Community Preparedness in the Context of HIV Point of Care Testing (POCT) – Brief Event Summary

On June 19, 2015 the Gender and Health Promotion Studies Unit under the direction of Dr. Jacqueline Gahagan (PI) convened a CIHR-funded workshop titled “Community Preparedness in the Context of HIV Point of Care Testing (POCT).” The purpose of this workshop was to discuss the current state of readiness for non-urban communities in Atlantic Canada and elsewhere to implement POCT, to learn from organizations with experience providing POCT, and to initiate development of a national implementation science research grant, and a national POCT action plan. This workshop was held in conjunction with the AIDS Coalition of Nova Scotia’s annual Knowledge Exchange and Health Promotion Forum.

Participants included community representatives, public health officials, industry, representatives of AIDS service organizations, and health researchers from across the Atlantic Provinces.

A variety of speakers provided an overview of their work with POCT, or regarding the need for POCT, in the Atlantic region and elsewhere in Canada, including:

  • Dr. Jacqueline Gahagan (PI) from Dalhousie University and Alexa Minichiello (RA) discussed the results of a scoping review focused on rapid HIV POCT in non-urban settings.
  • Jennifer Brown from BioLytical described the Insti test.
  • Dr. Thomas Haig from UQUAM described the Montreal-based SPOT Clinic, including lessons learned during the course of the project.
  • Dr. Brent Oliver from Mont Royal University described POCT research in Alberta, with an emphasis on providing POCT to men who have sex with men.
  • Brian Condran (RA) reported on the three-year study Our Youth, Our Response, and the need for POCT and other innovative youth-oriented testing strategies in Atlantic Canada.
  • Rick Galli from BioLytical gave a keynote talk during lunch, which focused on successes and challenges to HIV POCT implementation in Canadian settings, from the perspective of industry.

In the afternoon, participants worked in small groups to discuss potential strategies for promoting POCT in non-urban centres, including Atlantic Canada, as well as potential partners for moving this agenda forward, and the strengths and weaknesses of this testing method. Attendees of the ACNS Knowledge Exchange Forum provided additional input during a large-group discussion.

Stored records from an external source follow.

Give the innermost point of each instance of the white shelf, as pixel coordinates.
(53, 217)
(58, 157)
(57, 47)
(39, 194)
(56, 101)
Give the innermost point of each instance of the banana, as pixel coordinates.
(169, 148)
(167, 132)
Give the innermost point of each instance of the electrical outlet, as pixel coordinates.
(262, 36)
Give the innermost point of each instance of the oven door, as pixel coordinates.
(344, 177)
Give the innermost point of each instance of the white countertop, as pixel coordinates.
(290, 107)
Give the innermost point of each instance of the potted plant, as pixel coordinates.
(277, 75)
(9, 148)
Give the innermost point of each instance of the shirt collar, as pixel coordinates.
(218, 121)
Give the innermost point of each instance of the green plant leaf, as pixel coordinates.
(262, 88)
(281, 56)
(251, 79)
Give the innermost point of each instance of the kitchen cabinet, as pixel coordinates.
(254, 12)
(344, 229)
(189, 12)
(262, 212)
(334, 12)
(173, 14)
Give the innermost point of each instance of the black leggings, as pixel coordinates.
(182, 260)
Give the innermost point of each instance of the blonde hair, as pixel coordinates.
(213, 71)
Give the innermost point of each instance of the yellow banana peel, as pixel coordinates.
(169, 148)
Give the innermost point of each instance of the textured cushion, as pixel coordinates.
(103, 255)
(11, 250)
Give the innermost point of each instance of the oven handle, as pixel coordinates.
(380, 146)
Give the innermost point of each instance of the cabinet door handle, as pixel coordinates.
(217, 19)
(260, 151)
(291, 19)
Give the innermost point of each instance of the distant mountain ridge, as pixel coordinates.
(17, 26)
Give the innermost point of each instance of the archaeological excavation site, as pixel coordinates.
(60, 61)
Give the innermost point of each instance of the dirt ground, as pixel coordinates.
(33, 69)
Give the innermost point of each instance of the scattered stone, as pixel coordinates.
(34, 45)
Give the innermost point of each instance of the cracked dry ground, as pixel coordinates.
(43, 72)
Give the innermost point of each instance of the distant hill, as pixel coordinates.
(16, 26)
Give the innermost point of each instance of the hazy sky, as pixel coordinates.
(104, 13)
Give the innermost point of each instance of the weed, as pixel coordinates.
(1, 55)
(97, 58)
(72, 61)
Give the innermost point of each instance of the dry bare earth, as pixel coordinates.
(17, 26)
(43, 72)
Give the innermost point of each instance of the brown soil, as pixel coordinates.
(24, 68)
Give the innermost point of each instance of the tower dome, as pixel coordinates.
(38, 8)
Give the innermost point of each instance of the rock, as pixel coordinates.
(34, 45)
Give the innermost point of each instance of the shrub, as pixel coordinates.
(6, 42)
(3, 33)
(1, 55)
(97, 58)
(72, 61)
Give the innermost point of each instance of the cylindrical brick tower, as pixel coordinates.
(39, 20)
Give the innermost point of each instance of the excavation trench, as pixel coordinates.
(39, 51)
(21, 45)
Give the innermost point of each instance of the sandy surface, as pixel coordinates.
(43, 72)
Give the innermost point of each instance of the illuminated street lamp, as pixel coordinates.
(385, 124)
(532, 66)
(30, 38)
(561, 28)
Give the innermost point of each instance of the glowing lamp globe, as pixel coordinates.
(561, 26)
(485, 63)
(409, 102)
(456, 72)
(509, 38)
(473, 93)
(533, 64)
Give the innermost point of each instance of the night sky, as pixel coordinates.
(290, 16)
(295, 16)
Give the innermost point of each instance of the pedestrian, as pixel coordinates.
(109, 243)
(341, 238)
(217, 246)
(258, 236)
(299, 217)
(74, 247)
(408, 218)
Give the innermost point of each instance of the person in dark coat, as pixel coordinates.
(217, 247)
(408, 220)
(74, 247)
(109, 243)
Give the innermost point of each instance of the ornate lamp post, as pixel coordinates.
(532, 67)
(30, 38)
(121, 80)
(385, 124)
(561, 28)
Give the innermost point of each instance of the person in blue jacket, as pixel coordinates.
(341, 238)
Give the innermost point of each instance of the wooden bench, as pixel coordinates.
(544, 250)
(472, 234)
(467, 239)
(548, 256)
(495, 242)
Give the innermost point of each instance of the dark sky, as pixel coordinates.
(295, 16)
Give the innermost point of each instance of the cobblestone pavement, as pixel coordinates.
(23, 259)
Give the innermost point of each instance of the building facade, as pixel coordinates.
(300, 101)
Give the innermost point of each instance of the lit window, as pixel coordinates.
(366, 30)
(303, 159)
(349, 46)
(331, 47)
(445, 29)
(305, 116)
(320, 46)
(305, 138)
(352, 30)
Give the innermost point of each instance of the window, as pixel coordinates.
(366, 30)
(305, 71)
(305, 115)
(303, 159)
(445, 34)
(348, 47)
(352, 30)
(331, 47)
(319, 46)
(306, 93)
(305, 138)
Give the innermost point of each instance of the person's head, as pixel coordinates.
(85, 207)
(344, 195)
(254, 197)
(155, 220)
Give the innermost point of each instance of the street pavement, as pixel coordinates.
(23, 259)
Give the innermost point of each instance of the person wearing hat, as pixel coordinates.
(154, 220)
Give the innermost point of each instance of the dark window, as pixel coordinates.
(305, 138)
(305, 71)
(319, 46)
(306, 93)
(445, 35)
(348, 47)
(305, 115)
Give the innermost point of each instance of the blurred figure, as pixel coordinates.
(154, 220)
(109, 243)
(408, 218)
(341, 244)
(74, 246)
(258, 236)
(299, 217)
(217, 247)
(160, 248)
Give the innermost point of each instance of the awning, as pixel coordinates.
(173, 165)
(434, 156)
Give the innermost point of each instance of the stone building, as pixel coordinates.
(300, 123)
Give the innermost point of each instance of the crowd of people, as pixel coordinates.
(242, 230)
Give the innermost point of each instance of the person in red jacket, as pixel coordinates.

By the end of the day, workshop participants had set the foundation for a grant application to the Canadian Institutes of Health Research, and other initiatives such as a national POCT action plan.

For more information, please contact Dr. Jacqueline Gahagan (PI) at



GIPA/MIPA in Action – PHA Leadership and Research Skills Training in the Atlantic

The Atlantic Interdisciplinary Research Network for Social and Behavioural Issues in HIV/AIDS is committed to the greater involvement and meaningful engagement of people living with HIV/AIDS (GIPA/MIPA). Given that GIPA/MIPA  puts PHAs at the centre and is grounded in human rights and the dignity of the full human being (The Ontario Accord, OAN), AIRN members have identified a need in our region to provide people living with HIV/HCV with improved access to training and skills building opportunities to increase their meaningful participation and engagement across the network

At the recent National PRA Dialogue session hosted by Erin Love from CAHR and facilitated by Terry Howard from the Positive Living BC, it was evident that there was a keen interest in developing a grant proposal and establishing a team of local PHAs to drive the process based on the group identified needs. AIRN will be supporting this group over the summer to meet and discuss the training modules in existence (both in person, online, or blended learning approaches) and to establish personalized training plans for each of the interested team members. The early indication is the need to do an appreciative inquiry to inform PHA/PHCV leadership and skills building. Team members will also be actively engaged in the grant writing and if funded, all phases of the grant, including a PRA position!

The team plans to apply for a Team development Grant through the Nova Scotia Health Research Foundation in October 2015 for $10,000.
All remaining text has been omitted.